29/5/05

Coetzee: La edad de hierro

En algunos lugares de la red hay cierta discrepancia en la fecha de publicación de las obras de Coetzee, confundiendo su publicación en España con el orden original de publicación de la obra en inglés. Según la Academia Sueca esta es su bibliografía en lo que respecta a sus novelas:

Dusklands, 1974
In the Heart of the Country, 1977.
Waiting for the Barbarians, 1980
Life and Times of Michael K, 1983
Foe, 1986
Age of Iron, 1990
The Master of Petersburg, 1994
Disgrace, 1999
Youth., 2002
Elizabeth Costello : Eight Lessons., 2003
Slow man, 2005 (sept.) *


Acabo de terminar La edad de hierro y quería ubicarla exactamente dentro de su producción literaria.
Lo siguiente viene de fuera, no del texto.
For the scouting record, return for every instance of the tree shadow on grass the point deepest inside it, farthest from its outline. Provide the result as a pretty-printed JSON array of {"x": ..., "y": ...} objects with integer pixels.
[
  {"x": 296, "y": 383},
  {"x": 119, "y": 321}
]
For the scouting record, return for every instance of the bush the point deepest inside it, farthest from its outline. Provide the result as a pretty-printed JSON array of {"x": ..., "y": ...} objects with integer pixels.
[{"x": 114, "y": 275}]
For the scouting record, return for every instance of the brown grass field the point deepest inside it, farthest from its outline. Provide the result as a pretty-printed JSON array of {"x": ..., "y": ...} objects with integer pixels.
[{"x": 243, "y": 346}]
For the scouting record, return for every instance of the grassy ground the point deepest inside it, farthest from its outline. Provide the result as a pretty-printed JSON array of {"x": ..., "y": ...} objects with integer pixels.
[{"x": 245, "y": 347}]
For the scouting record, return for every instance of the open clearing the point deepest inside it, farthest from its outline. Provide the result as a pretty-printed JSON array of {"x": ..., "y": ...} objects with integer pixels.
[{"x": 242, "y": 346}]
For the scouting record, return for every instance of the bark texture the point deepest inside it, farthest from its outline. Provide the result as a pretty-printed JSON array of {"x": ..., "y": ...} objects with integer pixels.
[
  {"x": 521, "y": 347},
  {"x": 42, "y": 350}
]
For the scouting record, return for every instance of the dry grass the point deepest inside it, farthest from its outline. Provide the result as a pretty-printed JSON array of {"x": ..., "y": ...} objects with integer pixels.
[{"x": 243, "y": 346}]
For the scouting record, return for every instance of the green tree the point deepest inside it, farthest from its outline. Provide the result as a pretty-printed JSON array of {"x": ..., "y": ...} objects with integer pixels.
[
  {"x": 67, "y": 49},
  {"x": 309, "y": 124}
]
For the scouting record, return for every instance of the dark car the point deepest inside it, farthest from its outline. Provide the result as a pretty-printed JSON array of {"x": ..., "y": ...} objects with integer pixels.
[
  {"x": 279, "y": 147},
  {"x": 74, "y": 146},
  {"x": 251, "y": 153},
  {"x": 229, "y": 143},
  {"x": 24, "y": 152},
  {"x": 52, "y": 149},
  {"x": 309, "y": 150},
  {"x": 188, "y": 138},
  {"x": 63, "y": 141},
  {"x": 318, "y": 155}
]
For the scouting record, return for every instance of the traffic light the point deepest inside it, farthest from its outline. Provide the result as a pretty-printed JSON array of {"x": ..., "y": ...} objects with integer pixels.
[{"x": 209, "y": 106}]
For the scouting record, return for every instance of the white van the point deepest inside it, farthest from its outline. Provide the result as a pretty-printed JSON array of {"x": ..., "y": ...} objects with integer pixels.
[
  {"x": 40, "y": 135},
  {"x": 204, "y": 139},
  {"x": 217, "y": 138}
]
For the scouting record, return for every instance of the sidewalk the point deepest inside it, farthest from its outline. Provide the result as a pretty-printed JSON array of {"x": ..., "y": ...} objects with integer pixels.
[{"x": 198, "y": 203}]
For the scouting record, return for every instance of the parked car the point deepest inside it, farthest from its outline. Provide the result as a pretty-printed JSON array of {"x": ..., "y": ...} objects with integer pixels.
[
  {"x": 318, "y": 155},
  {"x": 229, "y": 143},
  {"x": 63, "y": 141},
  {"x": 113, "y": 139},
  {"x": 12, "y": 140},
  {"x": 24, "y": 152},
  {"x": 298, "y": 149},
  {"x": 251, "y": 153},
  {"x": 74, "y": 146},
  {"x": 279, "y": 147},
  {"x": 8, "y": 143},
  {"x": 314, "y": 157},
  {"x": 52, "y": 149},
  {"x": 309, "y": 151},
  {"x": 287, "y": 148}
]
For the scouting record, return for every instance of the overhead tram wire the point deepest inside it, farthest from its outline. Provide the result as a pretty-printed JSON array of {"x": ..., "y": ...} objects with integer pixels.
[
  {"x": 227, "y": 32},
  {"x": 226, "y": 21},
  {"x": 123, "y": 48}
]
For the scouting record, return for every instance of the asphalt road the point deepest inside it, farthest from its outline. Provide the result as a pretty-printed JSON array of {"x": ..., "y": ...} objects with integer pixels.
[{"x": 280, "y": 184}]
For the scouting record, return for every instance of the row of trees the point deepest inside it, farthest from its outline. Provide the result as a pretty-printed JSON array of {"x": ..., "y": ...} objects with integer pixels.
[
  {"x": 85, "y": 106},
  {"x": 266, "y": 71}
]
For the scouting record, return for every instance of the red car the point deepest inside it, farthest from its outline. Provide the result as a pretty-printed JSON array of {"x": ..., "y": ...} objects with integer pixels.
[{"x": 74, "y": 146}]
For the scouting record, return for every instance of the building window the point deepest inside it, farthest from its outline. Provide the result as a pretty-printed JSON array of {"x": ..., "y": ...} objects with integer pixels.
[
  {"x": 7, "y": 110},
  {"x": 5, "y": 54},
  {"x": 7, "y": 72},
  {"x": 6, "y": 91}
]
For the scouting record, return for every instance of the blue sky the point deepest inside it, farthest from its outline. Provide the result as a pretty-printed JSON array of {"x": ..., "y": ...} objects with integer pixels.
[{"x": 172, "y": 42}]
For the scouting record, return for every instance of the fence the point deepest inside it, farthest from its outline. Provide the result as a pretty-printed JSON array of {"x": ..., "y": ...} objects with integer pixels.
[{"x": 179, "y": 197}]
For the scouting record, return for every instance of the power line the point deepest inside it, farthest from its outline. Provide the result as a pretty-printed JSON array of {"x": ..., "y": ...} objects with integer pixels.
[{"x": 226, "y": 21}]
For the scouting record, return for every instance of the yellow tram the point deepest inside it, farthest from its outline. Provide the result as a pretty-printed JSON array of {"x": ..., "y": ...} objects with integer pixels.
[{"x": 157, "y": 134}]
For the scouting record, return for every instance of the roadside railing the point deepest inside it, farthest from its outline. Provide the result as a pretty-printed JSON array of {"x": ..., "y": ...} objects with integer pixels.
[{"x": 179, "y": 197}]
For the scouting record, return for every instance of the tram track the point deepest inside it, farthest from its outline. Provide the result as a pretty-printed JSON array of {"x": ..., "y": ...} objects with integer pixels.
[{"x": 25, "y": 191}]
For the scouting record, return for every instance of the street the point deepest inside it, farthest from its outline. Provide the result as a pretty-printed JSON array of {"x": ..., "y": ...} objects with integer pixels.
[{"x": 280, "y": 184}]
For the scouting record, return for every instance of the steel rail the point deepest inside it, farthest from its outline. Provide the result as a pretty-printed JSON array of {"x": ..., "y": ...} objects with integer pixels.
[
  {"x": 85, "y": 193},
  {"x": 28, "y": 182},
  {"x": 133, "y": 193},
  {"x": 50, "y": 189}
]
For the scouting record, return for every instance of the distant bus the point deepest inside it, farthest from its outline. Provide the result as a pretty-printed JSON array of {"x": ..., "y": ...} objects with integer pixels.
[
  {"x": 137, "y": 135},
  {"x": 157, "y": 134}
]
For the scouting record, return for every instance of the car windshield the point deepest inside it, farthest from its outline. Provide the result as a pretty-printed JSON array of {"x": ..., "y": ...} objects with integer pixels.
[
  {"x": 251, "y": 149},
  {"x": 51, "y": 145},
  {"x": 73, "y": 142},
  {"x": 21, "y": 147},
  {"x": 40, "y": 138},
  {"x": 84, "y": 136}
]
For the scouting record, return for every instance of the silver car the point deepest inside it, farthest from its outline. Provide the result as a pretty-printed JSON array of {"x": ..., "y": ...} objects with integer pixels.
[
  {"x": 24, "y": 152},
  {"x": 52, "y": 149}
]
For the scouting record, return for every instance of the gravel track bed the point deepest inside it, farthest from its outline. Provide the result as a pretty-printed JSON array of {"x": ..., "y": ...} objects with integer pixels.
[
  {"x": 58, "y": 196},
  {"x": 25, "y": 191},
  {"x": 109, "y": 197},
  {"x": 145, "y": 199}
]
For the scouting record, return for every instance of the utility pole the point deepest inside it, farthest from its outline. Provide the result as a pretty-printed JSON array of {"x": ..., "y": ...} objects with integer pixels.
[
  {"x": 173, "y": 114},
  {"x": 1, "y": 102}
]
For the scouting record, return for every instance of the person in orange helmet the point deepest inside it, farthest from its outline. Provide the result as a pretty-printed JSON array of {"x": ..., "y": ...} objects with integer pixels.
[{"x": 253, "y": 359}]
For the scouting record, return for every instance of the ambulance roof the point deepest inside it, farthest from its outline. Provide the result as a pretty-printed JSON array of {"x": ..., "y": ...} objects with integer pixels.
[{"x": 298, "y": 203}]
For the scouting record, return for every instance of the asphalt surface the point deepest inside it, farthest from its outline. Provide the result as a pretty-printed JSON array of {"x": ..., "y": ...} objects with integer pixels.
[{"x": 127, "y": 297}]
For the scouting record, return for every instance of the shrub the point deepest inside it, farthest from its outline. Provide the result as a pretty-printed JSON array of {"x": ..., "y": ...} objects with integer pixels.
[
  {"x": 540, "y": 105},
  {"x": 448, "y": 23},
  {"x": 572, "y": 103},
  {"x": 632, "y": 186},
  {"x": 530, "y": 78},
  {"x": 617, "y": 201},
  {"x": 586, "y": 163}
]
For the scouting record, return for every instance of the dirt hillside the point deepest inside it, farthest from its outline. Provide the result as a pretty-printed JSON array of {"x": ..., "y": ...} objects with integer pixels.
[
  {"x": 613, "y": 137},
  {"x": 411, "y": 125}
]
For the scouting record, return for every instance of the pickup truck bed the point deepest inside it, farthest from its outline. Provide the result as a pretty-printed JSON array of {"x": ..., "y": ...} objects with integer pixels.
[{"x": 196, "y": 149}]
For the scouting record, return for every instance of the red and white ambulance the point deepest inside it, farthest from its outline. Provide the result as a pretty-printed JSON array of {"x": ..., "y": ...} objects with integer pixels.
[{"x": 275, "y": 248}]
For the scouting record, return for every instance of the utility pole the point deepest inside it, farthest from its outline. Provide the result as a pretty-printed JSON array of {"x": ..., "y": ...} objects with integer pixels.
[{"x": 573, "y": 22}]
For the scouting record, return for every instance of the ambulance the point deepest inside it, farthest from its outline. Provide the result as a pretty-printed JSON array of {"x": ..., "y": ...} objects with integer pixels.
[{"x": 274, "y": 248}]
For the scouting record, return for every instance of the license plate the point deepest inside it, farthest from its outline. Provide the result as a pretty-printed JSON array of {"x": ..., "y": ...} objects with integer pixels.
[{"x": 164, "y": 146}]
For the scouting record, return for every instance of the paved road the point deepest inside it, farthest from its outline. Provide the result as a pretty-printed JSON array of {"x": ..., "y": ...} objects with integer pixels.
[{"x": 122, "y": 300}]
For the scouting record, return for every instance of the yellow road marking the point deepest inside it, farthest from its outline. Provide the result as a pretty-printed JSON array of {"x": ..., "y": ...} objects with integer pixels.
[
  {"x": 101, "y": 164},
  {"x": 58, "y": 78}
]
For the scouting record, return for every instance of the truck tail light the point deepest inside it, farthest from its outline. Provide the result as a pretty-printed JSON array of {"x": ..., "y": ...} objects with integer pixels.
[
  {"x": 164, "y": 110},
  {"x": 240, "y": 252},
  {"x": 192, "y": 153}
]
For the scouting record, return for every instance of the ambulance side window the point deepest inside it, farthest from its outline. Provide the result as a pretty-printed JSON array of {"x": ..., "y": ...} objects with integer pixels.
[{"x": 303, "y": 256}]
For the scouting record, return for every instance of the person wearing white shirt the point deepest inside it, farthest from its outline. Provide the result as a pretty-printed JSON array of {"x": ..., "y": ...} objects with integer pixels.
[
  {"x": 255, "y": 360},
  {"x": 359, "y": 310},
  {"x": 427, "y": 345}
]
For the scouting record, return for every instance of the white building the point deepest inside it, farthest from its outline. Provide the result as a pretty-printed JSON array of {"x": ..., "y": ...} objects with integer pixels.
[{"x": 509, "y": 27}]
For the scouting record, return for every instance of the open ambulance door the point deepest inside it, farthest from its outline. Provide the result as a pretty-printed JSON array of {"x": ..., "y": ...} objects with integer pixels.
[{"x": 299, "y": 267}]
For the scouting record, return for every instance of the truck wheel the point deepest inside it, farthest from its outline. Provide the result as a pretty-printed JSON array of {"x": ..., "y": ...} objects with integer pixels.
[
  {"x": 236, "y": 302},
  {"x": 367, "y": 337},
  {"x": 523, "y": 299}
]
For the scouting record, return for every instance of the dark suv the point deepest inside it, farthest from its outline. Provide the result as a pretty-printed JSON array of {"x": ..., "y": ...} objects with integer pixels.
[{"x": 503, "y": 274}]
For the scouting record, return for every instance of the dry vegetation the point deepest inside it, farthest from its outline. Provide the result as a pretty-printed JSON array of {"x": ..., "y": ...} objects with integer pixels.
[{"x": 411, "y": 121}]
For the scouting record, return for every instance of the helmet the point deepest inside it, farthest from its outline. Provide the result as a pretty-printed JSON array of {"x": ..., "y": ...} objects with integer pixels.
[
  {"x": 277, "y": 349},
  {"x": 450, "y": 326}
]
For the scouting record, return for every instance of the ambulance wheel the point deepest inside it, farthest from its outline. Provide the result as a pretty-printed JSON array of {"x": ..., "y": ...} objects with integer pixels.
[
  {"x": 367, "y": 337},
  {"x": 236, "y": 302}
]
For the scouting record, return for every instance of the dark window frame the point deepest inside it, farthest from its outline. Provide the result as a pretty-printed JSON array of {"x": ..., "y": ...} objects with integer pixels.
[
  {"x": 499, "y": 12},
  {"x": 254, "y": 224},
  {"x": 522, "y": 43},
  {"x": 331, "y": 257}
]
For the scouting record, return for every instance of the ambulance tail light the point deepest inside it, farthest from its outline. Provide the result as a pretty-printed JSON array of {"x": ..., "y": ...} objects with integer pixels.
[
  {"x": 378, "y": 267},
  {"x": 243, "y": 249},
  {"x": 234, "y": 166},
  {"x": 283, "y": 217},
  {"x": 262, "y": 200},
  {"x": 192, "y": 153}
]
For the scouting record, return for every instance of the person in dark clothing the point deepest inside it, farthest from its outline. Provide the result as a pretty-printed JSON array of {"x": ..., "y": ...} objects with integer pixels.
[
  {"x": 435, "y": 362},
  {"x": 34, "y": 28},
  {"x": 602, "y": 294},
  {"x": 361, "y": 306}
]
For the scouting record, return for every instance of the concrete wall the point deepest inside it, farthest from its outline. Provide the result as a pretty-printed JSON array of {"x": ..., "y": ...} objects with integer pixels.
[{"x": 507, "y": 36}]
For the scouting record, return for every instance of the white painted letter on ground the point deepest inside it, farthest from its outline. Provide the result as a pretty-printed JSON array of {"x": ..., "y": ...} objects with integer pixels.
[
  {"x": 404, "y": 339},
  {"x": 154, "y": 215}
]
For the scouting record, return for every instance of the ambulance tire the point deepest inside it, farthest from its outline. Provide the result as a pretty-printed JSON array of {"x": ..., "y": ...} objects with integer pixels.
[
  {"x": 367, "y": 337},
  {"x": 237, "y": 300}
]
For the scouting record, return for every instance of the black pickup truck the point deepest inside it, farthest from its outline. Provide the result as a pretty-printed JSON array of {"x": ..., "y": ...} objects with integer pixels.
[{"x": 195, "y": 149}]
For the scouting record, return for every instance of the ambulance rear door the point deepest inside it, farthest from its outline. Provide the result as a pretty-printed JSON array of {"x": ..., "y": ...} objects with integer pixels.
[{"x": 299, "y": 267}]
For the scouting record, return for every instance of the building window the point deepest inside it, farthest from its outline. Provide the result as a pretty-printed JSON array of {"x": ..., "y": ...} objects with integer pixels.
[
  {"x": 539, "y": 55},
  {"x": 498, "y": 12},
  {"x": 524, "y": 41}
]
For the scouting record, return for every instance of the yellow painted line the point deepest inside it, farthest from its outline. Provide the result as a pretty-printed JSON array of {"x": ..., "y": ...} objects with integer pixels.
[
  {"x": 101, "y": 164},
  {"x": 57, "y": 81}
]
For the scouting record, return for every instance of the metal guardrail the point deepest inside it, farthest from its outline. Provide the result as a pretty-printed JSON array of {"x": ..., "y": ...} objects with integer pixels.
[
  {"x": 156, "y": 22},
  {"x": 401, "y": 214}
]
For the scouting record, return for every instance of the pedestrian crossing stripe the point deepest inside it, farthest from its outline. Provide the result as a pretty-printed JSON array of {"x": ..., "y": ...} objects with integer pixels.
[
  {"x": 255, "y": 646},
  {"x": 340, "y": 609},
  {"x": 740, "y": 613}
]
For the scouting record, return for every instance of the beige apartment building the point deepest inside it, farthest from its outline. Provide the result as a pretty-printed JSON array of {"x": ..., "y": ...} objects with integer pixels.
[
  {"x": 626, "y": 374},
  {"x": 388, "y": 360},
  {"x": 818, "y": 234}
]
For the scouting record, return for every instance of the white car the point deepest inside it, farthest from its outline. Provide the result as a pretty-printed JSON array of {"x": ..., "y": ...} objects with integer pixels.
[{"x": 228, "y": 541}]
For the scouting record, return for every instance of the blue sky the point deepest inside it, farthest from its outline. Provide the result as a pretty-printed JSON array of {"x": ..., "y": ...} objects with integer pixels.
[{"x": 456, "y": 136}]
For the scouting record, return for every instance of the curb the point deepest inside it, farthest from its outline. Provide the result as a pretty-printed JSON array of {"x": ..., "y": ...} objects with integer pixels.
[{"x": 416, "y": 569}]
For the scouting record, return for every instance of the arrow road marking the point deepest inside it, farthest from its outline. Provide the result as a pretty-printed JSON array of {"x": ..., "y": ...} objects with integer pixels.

Me ha sorprendido encontrarla entre Foe y El maestro de Petersburgo y, al mismo tiempo, me ha servido para entenderla mejor.
La edad de hierro puede ser interpretada como una alegoría política en la que Sudáfrica es el tema principal. Es también una novela en la que se habla de la decadencia, del dolor y de la muerte sin ninguna concesión. Y sobre todo Coetzee habla de una profunda desesperanza que lo invade todo, el sentimiento de que cualquier acercamiento a otro ser humano está condenado al fracaso. Sudáfrica, el apartheid, que es el objeto de la alegoría literaria de Coetzee, es también a su vez en manos del escritor, alegoría de la condición humana: No hay esperanza, no hay posibilidad de entendimiento, no hay más que palabras vertidas entre espasmos de dolor y legadas a un vagabundo para que las ponga en manos de una persona que vive en el otro extremo del mundo.
Foe y El maestro de Petersburgo inciden también en ese tema, pero desde una vertiente menos “realista” más literaria sí nos atenemos a la personalidad de sus protagonistas: Susan Burton que convivió con un hermético Robinsón Crusoe y con Viernes inmune a las palabras, y por otro lado el propio Dostoievski y sus mezquinas obsesiones. Ambos personajes ponen en marcha la maquinaria narrativa para sublimar una realidad prosaica.
En medio de estas dos novelas la protagonista de La edad de hierro, otra vez una mujer cuyas iniciales, curiosamente, son E. C., como las de otra de sus narradoras, Elisabeth Costello, debe asumir que esa prosaica y cruel realidad no puede ser eludida, no puede ser literaturalizada. La inminencia de la muerte hace que todo intento de empatía sea imposible. En cierto sentido la señora Curren de La edad de hierro enlaza directamente con el protagonista de Memorias del subsuelo de Dostoievski y con sus teorías sobre el dolor. Curren medita sobre el dolor, sobre el propio que la devora desde dentro, al que ella alimenta como a un hijo, y el dolor de los demás, que sólo puede sentirse desde lejos y sobre el que cualquier muestra de solidaridad puede ser malinterpretada. Estamos solos frente al dolor y la comunicación entre seres humanos es imposible, cada uno empeñado en la importancia de su propio dolor, agazapado en su interior, aferrado con uñas de acero a nuestras tripas.